20 May 19:00 – 20 May 19:30 in Talks

Dask-on-Ray: Using Dask for Large-scale Data Processing on Ray

Clark Zinzow

Audience level:
Novice

Description

Ray is a distributed task execution system that provides a simple API for building distributed applications, and has a large ecosystem of libraries for training and serving machine learning models. As part of a recent effort to expand support for Ray-based data processing and data analytics, Dask-on-Ray was developed to allow users to run Dask workloads on Ray.

Abstract

Ray is a high-performance task execution engine whose ecosystem has historically targeted reinforcement learning and the training and serving of machine learning models. Recently, the Ray community has focused on expanding the Ray-based data processing and data analytics story, including libraries/integrations such as Modin, Mars-on-Ray, and Spark-on-Ray, as well as a lot of work on improving core Ray's performance and reliability when processing data-intensive workloads. In addition to the data processing/analytics space being valuable to support in its own right, coupling it with Ray-based model training and model serving allows for an entire machine learning pipeline to be run on top of Ray. That shared infrastructure is a big win for cluster operators that are used to stitching together disparate systems within a single pipeline, and some of Ray's system design choices, such as the distributed in-memory object store and fine-grained resource scheduling, also makes this common Ray substrate a big performance and resource utilization win.
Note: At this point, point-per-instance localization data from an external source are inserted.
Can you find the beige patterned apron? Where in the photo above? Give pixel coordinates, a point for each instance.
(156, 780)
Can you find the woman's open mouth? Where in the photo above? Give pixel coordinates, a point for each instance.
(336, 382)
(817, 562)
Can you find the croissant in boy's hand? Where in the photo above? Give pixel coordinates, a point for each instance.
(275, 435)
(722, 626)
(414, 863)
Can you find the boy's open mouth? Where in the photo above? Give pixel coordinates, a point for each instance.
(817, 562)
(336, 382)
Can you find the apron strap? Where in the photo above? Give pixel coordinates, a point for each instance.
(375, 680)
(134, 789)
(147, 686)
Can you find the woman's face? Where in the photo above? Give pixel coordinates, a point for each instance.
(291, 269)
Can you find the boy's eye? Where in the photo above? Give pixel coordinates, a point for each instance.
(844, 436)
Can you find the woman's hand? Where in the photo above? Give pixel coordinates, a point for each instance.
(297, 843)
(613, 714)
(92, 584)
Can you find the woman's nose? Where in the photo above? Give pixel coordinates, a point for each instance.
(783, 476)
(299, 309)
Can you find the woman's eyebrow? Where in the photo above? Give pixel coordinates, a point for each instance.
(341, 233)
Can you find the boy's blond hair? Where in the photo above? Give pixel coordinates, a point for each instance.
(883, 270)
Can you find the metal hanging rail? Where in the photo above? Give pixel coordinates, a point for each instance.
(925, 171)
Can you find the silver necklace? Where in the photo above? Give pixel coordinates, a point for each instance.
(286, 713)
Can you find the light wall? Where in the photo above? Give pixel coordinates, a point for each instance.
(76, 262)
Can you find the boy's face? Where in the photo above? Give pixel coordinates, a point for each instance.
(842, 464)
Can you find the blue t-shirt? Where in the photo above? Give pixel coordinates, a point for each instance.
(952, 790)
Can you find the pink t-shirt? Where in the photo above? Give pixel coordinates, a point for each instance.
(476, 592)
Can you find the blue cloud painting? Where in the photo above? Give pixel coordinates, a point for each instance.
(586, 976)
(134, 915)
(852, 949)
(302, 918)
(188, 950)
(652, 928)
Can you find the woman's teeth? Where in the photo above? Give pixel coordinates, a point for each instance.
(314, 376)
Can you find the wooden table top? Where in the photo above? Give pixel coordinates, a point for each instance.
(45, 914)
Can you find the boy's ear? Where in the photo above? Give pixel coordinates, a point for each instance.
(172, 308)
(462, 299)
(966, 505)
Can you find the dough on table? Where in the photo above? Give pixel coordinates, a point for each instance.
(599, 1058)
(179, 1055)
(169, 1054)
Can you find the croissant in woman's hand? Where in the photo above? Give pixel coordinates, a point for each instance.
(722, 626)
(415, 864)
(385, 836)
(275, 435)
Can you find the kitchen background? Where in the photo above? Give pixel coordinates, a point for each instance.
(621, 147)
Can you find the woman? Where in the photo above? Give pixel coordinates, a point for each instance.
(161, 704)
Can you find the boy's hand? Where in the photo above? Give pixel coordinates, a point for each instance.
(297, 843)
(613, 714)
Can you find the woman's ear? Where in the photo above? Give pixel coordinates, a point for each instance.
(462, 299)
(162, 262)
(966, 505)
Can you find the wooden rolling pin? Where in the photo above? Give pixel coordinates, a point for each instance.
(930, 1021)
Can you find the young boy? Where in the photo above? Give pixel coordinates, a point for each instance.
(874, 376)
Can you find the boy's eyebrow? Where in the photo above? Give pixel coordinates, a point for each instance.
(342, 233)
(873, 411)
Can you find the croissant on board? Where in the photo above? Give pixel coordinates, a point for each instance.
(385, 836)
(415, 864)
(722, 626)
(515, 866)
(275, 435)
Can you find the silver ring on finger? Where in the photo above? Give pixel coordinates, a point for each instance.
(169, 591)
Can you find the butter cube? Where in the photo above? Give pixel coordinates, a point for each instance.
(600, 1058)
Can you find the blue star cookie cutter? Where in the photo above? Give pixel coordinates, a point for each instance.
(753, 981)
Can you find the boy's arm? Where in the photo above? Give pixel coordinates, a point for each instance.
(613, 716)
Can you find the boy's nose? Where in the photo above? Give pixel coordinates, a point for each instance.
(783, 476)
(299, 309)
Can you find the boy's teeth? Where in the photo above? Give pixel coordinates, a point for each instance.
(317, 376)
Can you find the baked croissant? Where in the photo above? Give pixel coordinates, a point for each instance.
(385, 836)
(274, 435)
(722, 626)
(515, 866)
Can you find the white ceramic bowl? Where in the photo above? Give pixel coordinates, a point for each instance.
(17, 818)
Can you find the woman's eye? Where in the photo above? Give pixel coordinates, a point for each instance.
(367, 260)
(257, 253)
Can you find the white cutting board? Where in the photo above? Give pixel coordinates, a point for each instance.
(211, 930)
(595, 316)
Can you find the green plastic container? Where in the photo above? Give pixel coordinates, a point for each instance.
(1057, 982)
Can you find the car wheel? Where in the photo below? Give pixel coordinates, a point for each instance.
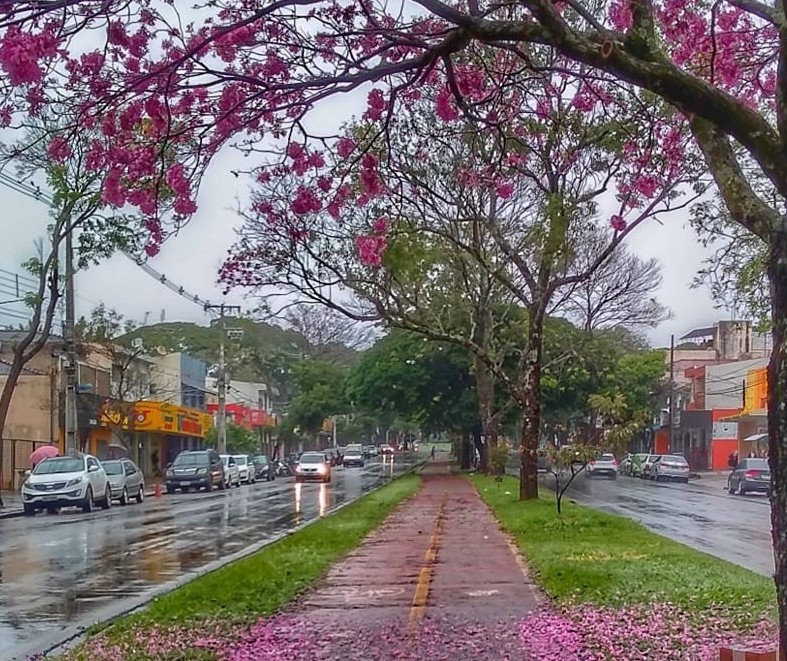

Dask-on-Ray is an integration that allows users to run Dask workloads on Ray, providing a very user-friendly option for Ray-based data processing using familiar NumPy and DataFrame APIs, while also leveraging the Dask frontend's automatic data partitioning and task graph optimizations. This integration is achieved by implementing a Dask scheduler that farms Dask tasks out to Ray, executed as Ray tasks. With this thin scheduler layer, the entire Dask ecosystem can now be run on a Ray cluster.

This talk introduces Ray and its ecosystem, describes the Dask-on-Ray integration and a few use cases and examples, and dives deep into some Ray internals that help support large-scale data processing.